I would very much like to know what people's opinions are about the uBAM format.
The idea of the uBAM format is that instead of storing all your FASTQ metadata in the file name or the FASTA header (which is then lost on mapping), you ditch the FASTQ format entirely and store the unmapped reads (paired or not) in a single standard BAM file, and tag your reads with the appropriate metadata.
In essence, this means the metadata moves with the data - and I *think* this means you can combine reads from different flowcells/lanes/multiplex adaptors into a single BAM file (myExperiment.bam) but still have at the read-level all the metadata about which sequencing machine was used, which flowcell, which lane, which multiplex barcode, which expected fragment length, etc. If thats true, I think that's really great and worth talking about.
Furthermore, I can imagine a scenario in the future where all your reads for a particular experiment are in a single BAM file (all your technical/biological replicates, different assays even (RNA,ChIP...), etc, and the downstream tools programatically determine which reads to use for signal, normalization, etc, by reading these BAM metadata flags.

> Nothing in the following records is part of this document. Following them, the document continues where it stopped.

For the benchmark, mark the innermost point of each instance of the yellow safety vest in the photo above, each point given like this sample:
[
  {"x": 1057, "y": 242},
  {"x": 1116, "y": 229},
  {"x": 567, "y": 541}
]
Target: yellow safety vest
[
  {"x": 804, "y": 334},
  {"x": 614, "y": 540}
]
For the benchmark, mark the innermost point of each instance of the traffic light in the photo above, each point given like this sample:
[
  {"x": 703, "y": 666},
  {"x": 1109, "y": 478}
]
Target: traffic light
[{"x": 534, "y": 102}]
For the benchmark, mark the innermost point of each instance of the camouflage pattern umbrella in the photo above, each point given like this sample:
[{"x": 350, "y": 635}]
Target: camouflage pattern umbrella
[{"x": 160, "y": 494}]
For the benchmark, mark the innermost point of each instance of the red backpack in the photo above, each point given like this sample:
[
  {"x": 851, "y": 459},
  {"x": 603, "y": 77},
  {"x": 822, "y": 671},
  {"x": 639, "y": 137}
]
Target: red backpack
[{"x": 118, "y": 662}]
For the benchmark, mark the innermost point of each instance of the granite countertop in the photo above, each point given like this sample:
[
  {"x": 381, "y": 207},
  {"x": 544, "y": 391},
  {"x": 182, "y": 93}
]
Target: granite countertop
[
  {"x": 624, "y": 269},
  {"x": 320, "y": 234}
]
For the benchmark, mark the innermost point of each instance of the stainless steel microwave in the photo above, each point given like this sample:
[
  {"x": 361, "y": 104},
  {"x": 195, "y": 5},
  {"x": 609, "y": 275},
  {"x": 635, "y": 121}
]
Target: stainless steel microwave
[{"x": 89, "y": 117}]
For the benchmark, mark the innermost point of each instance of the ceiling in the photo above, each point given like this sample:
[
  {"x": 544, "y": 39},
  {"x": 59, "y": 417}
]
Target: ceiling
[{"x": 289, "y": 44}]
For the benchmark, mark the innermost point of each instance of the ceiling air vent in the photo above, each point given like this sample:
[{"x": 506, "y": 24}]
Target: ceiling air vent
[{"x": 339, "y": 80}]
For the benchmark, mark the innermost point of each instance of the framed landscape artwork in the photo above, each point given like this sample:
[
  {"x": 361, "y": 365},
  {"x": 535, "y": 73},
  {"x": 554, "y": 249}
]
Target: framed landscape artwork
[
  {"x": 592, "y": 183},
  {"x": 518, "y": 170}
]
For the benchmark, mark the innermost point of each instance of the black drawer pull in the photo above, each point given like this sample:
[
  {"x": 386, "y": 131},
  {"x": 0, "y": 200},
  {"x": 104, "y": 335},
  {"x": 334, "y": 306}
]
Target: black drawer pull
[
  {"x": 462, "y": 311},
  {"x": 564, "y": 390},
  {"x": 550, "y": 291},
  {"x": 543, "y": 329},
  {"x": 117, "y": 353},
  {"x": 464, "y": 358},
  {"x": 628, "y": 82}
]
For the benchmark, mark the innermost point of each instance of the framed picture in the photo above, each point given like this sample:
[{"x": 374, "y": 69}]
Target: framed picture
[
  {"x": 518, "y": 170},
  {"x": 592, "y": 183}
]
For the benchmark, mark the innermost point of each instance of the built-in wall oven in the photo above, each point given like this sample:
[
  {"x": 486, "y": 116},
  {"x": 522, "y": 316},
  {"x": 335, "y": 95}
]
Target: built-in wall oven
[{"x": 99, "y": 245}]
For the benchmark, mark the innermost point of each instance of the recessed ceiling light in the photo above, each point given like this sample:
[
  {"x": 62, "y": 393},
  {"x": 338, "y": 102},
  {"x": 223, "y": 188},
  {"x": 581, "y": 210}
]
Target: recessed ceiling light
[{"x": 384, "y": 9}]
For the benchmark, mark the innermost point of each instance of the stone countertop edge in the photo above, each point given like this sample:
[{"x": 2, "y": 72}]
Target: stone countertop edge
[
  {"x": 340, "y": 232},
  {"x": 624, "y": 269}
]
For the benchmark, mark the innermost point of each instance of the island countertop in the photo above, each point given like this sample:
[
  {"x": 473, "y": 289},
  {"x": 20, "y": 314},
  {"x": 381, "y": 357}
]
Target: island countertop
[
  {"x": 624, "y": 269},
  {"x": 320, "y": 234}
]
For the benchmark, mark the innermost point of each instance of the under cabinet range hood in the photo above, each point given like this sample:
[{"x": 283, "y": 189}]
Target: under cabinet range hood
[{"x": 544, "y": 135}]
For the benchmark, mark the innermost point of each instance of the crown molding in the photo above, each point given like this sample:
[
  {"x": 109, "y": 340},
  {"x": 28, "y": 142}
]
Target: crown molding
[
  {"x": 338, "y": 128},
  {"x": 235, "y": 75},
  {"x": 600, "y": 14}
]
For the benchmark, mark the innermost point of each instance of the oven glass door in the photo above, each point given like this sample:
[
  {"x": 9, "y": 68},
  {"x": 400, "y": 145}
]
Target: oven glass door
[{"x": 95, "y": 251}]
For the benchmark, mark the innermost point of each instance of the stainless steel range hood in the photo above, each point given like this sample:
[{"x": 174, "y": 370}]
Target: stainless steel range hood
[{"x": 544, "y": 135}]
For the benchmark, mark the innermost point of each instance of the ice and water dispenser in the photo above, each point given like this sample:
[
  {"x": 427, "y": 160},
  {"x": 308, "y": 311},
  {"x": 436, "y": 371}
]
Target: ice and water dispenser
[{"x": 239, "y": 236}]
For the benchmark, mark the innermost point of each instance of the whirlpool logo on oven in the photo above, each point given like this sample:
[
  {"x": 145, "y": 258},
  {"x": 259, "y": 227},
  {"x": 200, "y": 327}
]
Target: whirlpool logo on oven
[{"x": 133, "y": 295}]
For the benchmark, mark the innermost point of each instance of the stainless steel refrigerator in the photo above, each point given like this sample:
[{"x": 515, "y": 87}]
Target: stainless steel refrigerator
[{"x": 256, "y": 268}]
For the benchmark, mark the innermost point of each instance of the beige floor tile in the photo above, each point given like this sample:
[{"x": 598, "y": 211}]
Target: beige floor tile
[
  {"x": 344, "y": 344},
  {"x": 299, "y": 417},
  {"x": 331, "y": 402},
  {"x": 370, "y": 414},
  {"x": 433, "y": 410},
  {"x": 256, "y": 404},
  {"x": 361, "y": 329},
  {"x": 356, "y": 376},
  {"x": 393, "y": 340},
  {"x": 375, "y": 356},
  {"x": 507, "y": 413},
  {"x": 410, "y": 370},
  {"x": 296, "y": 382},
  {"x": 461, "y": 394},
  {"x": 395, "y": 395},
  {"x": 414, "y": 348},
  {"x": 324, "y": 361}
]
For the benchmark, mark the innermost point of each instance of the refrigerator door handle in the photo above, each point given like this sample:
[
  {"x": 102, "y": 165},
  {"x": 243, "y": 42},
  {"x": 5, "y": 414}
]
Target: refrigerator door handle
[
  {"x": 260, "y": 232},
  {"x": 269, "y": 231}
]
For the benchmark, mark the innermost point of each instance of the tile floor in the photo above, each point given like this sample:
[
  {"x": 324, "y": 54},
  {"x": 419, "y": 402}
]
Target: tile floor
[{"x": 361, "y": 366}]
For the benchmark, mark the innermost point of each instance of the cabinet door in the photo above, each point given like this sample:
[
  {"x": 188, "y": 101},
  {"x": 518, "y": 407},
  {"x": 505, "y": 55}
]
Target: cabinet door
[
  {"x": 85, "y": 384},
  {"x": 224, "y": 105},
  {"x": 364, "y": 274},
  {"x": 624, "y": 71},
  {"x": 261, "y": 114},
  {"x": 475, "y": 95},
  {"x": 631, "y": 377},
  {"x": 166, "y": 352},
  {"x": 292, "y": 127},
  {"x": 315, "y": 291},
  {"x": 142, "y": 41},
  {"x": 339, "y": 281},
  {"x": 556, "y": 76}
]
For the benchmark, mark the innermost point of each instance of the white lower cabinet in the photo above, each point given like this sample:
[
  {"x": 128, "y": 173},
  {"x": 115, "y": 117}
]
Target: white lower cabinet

But I must admit i'm not sure how some of this works. The picard tool FastqToSam (https://broadinstitute.github.io/picard/command-line-overview.html#FastqToSam) has a number of potential metadata names which it can add to your BAM, but i'm not sure if:
- These are standardized names, or we're just using the X?/Y?/Z? user-definable SAM tags? If so, is there a consensus for metadata in BAM files somewhere?
- I know some tags are definitely read-level, but perhaps not all of them are. Maybe some are just in the BAM header alone, and thus merging two files with different PLATFORM values, say, would confuse things..?
- Obviously the GATK tools can understand this metadata, but does anyone know of any other tools that are metadata-aware?